Unit 2. Develop a Customer Friendly Approach

Expand Your Definition of Service

How you define service shapes every interaction you have with your customers. Limited definitions of service based on an exchange of monies for goods or services misses the overall point of customer service. “Service” should provide the customer with more than a product or action taken on his/her behalf. It should provide satisfaction. In essence, the customer should walk away pleased at the result of the transaction- not just content but actually happy. A happy customer will continue to be a buying customer and a returning customer.

Who are Your Customers?

Customers, buyers and clients want to pay a fair price for quality service or products and feel satisfied they have paid for a service/product and received what they have paid for in return. They also want someone to take care of them. They need someone to understand their needs and help answer them. They need someone to hold their hands and walk them through a process. Customer service starts with the ability to listen to the customer and find out through polite questioning what he/she needs or wants.

Customer service and contact with a client mean that the customer will be heard and his/her problem will not go unanswered or ignored. It also means getting to know your client, his/her likes-dislikes, ideas, background, etc.

The other most important aspect to do is to listen to what the customer is saying. If people do not understand what is motivating the customer, they will not be successful in handling them. Do research on customers, their habits, and what they want and expect.

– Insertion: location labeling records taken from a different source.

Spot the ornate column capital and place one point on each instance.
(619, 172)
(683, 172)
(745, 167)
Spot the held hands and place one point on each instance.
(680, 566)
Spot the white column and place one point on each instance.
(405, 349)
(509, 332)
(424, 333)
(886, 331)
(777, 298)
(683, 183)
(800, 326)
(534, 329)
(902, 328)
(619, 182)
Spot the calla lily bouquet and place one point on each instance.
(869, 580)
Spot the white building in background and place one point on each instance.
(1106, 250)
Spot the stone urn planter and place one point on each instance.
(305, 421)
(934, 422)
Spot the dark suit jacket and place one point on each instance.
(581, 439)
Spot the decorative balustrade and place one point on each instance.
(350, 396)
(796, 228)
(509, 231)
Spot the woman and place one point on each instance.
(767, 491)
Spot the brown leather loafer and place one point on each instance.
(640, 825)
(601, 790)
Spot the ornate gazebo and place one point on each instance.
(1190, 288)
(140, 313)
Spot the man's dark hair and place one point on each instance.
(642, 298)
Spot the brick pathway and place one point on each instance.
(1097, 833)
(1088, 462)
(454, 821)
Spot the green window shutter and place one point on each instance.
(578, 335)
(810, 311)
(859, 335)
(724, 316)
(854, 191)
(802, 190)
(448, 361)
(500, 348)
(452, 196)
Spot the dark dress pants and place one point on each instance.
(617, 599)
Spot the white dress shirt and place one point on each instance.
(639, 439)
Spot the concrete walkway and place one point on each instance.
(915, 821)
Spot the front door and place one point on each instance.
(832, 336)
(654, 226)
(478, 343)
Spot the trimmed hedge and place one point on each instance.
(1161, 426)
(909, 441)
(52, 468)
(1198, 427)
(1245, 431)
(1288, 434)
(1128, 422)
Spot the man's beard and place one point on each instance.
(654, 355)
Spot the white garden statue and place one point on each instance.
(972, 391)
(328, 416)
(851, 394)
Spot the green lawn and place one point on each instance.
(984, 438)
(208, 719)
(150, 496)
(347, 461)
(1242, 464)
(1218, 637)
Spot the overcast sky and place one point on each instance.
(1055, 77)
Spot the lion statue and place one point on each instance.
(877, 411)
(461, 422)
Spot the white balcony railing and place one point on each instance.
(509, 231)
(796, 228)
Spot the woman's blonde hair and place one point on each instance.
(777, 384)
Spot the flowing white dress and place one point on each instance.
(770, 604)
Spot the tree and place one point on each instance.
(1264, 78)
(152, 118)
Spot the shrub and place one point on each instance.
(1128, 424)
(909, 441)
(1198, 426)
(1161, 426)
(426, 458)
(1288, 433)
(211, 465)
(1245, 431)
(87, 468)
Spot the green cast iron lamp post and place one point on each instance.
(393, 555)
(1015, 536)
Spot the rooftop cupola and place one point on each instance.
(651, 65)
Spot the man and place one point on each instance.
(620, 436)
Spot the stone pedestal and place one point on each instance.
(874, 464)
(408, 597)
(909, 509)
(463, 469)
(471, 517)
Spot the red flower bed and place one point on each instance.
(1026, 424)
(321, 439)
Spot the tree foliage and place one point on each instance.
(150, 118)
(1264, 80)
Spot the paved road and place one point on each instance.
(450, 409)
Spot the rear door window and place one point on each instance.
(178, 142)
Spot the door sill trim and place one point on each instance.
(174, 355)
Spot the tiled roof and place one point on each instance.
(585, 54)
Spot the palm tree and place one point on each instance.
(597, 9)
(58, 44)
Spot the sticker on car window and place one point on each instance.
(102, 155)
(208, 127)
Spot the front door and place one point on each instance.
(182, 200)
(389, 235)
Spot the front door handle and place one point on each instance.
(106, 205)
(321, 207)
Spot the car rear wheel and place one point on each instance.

Most customer service is defined by how a company or organisation treats “external customers,” but there is “internal customer service” as well. While this course mainly addresses “external customers,” expanding your definition of customer service to include co-workers will lead toward even greater success. Remember the internal customer chain is just like the external, we are all customers both inside and outside the company or organisation. As a Wall Street Journal article succinctly put it, “Poorly Treated Employees Treat Customers Just as Poorly.”